The auction of 41 coal blocks, announced by PM Narendra Modi, is expected to attract ₹33,000 crore in investments, with private miners sharing revenues with the government
Ending seven decades of restrictions, India on Thursday fully opened commercial coal mining for the private sector through auctions designed to boost production, reduce imports and raise state revenues.
The auction of 41 coal blocks, announced by Prime Minister Narendra Modi, is expected to attract ₹33,000 crore in investments, with private miners sharing revenues with the government.
Thursday’s decision to auction the coal blocks formalizes last month’s Cabinet Committee on Economic Affairs decision to begin a new process to award coal and lignite blocks. The blocks are located across Madhya Pradesh, Chhattisgarh, Jharkhand, Odisha and Maharashtra.
“Self-reliance is not possible without a strong mining and minerals sector; because minerals and mining are important pillars of our economy. After these reforms, now coal production and entire coal sector will become self-dependent. Now market has been opened for coal; so, any sector can buy as per their requirements," Modi said at the launch of the auction.
There will be no restriction on the sale and utilization of coal from the mines. Earlier, blocks were awarded on a fixed payment per tonne basis, which the government believed was hurting production.
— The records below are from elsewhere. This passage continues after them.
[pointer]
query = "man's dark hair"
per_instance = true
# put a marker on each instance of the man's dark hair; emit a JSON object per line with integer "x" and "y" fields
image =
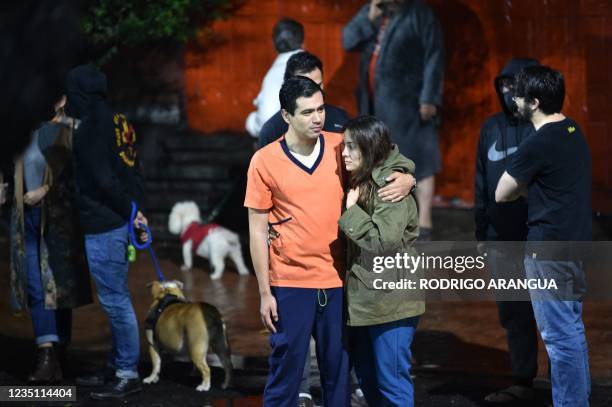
{"x": 288, "y": 35}
{"x": 294, "y": 88}
{"x": 302, "y": 63}
{"x": 542, "y": 83}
The coal auction process will serve as a template for the allocation of natural resources in India.
Despite hosting the world’s fourth-largest coal reserves, India imports around 235 million tonnes (mt) of coal a year, of which around 135 mt worth ₹1.71 trillion could be sourced locally.
“This auction process marks the opening of the Indian coal sector for commercial mining and will enable the country to achieve self-sufficiency in meeting its energy needs and provide thrust to economic development and employment generation," coal, mines and parliamentary affairs minister Pralhad Joshi said at the launch.
According to the coal ministry, these 41 mines are expected to hit a peak production of 225 mt, generating around 15% of India’s coal output in 2025-26. The mines are expected to attract a capital investment of around ₹33,000 crore over the next 5-7 years, adding ₹20,000 crore annually to state government revenues.
“Commercial coal mining auctions are completely different from the earlier regime of restricted sectors, use and price. Now, there are no such restrictions at all. The auctions have terms and conditions which are very liberal, allowing new companies to participate in the bidding process, reduced upfront amount, adjustment of upfront amount against royalty, liberal efficiency parameters to encourage flexibility to operationalize the coal mines, transparent bidding process, 100% FDI through automatic route allowed and reasonable financial terms and revenue sharing model based on the National Coal Index," a coal ministry statement said.
Modi also said India plans to gasify 100 mt of coal by 2030, that will require an investment of ₹20,000 crore. Steps such as coal gasification will help protect environment, he said.
The government is trying to promote coal gasification through rebate in revenue share, auctioning 50 new coal and 500 mineral blocks, and an investment of ₹50,000 crore to create transportation infrastructure to evacuate 1 billion tonnes of coal from the mines run by state-owned Coal India Ltd.
New Delhi’s push to raise natural resources production to kick-start economic growth, with the private sector as a key stakeholder, comes at a time when the window for fossil fuels is rapidly closing, and the global energy landscape is rapidly evolving. There have been fundamental changes in the investment culture amid growing climate concerns.
“The launch of the auction process for commercial coal mining is a transformative reform in the energy sector. However, environmental concerns on coal projects and permitting delays are likely to result in muted interest from international investors. We expect strong interest from domestic mining and power companies since bid terms are attractive as compared with other mineral auctions," said Ramanuj Kumar, partner at Cyril Amarchand Mangaldas.
Modi said that while implementing coal reforms, it has been kept in mind that India’s commitment to protect the environment doesn’t become weak.